The Monica Branch was also being remodeled. It is the very first LDS church in Kolwezi. They were replastering the outside. But they still had real problems: the septic system was broken and they had no water. They filled a 55 gal drum with water each Sunday for use in the two old toilets they had.

Manica branch (1)

Front of the branch, which is being remodeled

Manica branch (4)

Since this was the first LDS chapel in Kolwezi, they received permission to continue using it, but it needs a lot of work!

Manica branch (6) Manica branch (7)

This is the chapel. The first building was classes (an old house)

Manica branch (11)

The septic system is falling in and there is just one toilet– an Asian squat toilet

Manica branch (12)

And an old shower that is plugged

Manica branch (14)

The water used for washing and toilets come from this one barrel, that they fill prior to Sunday meetings. Although under renovation, the building is still being used.
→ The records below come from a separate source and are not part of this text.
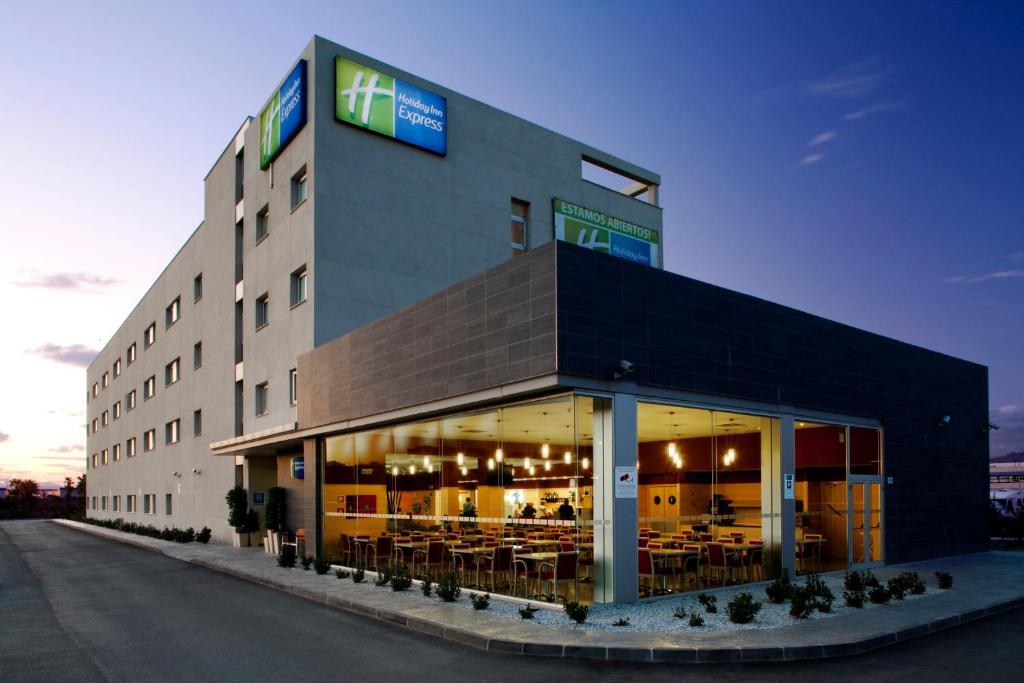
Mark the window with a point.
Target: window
(262, 223)
(173, 312)
(299, 286)
(262, 310)
(262, 395)
(172, 372)
(172, 431)
(299, 187)
(519, 224)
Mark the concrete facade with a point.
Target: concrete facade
(384, 224)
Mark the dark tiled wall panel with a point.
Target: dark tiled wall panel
(688, 335)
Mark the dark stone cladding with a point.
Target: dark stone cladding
(495, 328)
(683, 334)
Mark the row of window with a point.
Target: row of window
(172, 314)
(148, 503)
(172, 434)
(172, 373)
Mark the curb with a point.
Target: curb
(710, 655)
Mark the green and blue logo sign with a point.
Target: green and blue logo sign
(388, 105)
(284, 116)
(605, 233)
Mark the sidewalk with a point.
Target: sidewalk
(983, 585)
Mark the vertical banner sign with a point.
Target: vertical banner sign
(284, 116)
(388, 105)
(605, 233)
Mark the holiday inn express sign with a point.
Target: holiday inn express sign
(284, 116)
(605, 233)
(388, 105)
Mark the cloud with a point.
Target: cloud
(877, 108)
(857, 80)
(79, 355)
(68, 281)
(69, 449)
(821, 138)
(998, 274)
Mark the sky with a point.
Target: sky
(859, 161)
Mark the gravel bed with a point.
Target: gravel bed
(656, 614)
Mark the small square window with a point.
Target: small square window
(262, 310)
(298, 288)
(299, 187)
(263, 223)
(262, 398)
(172, 432)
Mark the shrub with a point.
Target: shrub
(742, 608)
(709, 602)
(287, 557)
(577, 611)
(779, 590)
(879, 595)
(448, 588)
(854, 598)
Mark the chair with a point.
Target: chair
(500, 562)
(650, 570)
(721, 561)
(563, 571)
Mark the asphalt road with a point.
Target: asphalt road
(77, 607)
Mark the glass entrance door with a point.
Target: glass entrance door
(865, 521)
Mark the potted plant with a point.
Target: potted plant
(238, 507)
(275, 512)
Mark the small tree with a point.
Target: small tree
(238, 508)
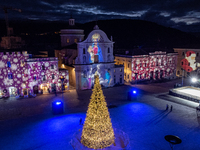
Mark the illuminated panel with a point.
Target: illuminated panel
(94, 49)
(190, 91)
(189, 63)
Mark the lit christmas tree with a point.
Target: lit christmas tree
(97, 130)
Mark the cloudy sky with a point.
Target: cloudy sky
(180, 14)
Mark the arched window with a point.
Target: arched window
(33, 68)
(157, 62)
(84, 59)
(34, 78)
(108, 58)
(43, 67)
(108, 49)
(84, 74)
(84, 51)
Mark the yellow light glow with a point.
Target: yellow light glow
(97, 130)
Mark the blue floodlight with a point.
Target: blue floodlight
(134, 91)
(57, 107)
(58, 103)
(194, 80)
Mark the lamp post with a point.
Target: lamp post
(182, 75)
(62, 80)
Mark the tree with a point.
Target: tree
(97, 130)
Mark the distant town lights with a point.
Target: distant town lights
(194, 80)
(58, 103)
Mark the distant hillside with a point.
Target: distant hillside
(133, 33)
(127, 34)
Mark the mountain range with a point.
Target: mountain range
(127, 34)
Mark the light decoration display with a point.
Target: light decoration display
(97, 130)
(189, 63)
(94, 49)
(26, 73)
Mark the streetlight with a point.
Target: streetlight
(62, 80)
(194, 80)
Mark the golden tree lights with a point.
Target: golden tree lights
(97, 130)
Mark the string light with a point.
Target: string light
(97, 130)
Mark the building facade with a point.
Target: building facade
(182, 54)
(20, 74)
(71, 35)
(85, 58)
(95, 55)
(156, 65)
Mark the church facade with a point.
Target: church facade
(95, 55)
(84, 58)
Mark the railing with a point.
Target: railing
(175, 92)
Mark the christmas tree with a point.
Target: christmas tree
(97, 130)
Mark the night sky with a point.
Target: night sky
(180, 14)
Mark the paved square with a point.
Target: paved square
(29, 124)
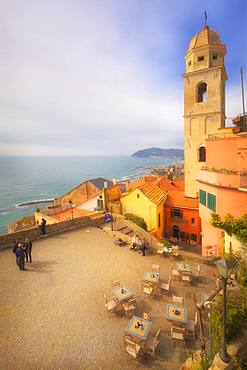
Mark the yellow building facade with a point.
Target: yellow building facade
(204, 101)
(146, 202)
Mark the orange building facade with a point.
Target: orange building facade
(182, 220)
(222, 184)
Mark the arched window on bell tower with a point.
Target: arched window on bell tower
(202, 154)
(202, 92)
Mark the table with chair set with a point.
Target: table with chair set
(123, 299)
(137, 337)
(185, 272)
(169, 250)
(151, 280)
(181, 324)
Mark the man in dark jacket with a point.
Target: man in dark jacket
(20, 254)
(28, 250)
(42, 226)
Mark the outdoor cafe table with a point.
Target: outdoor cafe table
(184, 268)
(151, 277)
(138, 334)
(122, 293)
(176, 313)
(167, 250)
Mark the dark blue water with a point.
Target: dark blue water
(26, 179)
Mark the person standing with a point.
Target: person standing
(20, 254)
(28, 249)
(42, 226)
(144, 247)
(14, 250)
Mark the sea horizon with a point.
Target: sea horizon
(29, 178)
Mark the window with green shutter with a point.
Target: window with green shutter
(203, 198)
(212, 202)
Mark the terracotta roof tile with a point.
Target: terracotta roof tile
(153, 192)
(166, 185)
(177, 199)
(140, 182)
(179, 184)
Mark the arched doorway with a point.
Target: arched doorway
(175, 231)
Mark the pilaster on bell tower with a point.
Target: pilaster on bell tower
(204, 101)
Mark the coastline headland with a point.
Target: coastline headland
(33, 202)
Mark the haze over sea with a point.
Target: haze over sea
(25, 179)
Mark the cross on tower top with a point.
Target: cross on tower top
(205, 18)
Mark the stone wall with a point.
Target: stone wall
(7, 241)
(121, 221)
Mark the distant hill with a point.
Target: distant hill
(159, 152)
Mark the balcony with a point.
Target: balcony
(223, 177)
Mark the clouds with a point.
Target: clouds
(97, 77)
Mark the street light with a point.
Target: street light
(110, 204)
(225, 268)
(71, 205)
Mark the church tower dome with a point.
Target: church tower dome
(205, 50)
(204, 101)
(205, 37)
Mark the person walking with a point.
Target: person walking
(28, 249)
(42, 226)
(144, 247)
(14, 250)
(20, 254)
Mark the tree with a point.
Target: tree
(232, 226)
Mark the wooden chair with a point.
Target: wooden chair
(197, 273)
(146, 316)
(176, 335)
(175, 252)
(186, 279)
(191, 326)
(132, 348)
(179, 300)
(111, 306)
(147, 288)
(155, 268)
(129, 307)
(160, 252)
(152, 343)
(115, 283)
(166, 287)
(175, 274)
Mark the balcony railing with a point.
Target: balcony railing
(224, 177)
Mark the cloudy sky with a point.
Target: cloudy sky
(103, 77)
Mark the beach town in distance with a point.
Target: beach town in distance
(113, 260)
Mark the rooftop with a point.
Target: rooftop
(153, 192)
(177, 199)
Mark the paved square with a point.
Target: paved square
(52, 316)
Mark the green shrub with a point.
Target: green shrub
(242, 273)
(236, 314)
(136, 219)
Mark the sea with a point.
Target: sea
(27, 183)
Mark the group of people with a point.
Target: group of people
(42, 226)
(139, 244)
(23, 252)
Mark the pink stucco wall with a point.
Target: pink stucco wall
(229, 152)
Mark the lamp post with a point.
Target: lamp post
(71, 204)
(110, 203)
(225, 268)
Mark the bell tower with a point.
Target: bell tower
(204, 101)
The Matushi Branch was in a nice neighborhood and was just a converted home. We went in through the garage (used as a classroom), and the living room was used as the chapel area. They had little water and no power. The water only comes on once in a while, but they have no storage tank, so most of the time have no water to use for toilets or cleaning. They used to have power, but the local mine (who owns the power generation) needed the power, so they just closed the power to the whole neighborhood!

Matushi Branch (1)

Front entry to the house being used as a branch church

Matushi Branch (4)

The garage is used as a classroom

Matushi Branch (5)

as is the dining room

Matushi Branch (6)

A sister was there cleaning the living room, which is used as the chapel area

Matushi Branch (7) Matushi Branch (8)

In the back yard is a stand for a water tank, that was once used to collect water from the roof. We hope to put another tank there for them to use for water storage also.

Mwembil well (1)

After our tour, we returned to the first church to pick up the Pres. and the District President, who was also coming to dinner at the hotel.
The dinner at the hotel was just great. We had two courses: soup and then a steak plate. The elders had a great time, sang happy birthday to a few (in several languages). After dinner, everyone went their way, and we went to bed.

 

Kolwezi party (5) Kolwezi party (3) Kolwezi party (2) Kolwezi party (1)
The next morning we went to church (it was Sunday), and after church we began our drive back to Lubumbashi. We drove straight through this time, and made it in 5 hours without any problems.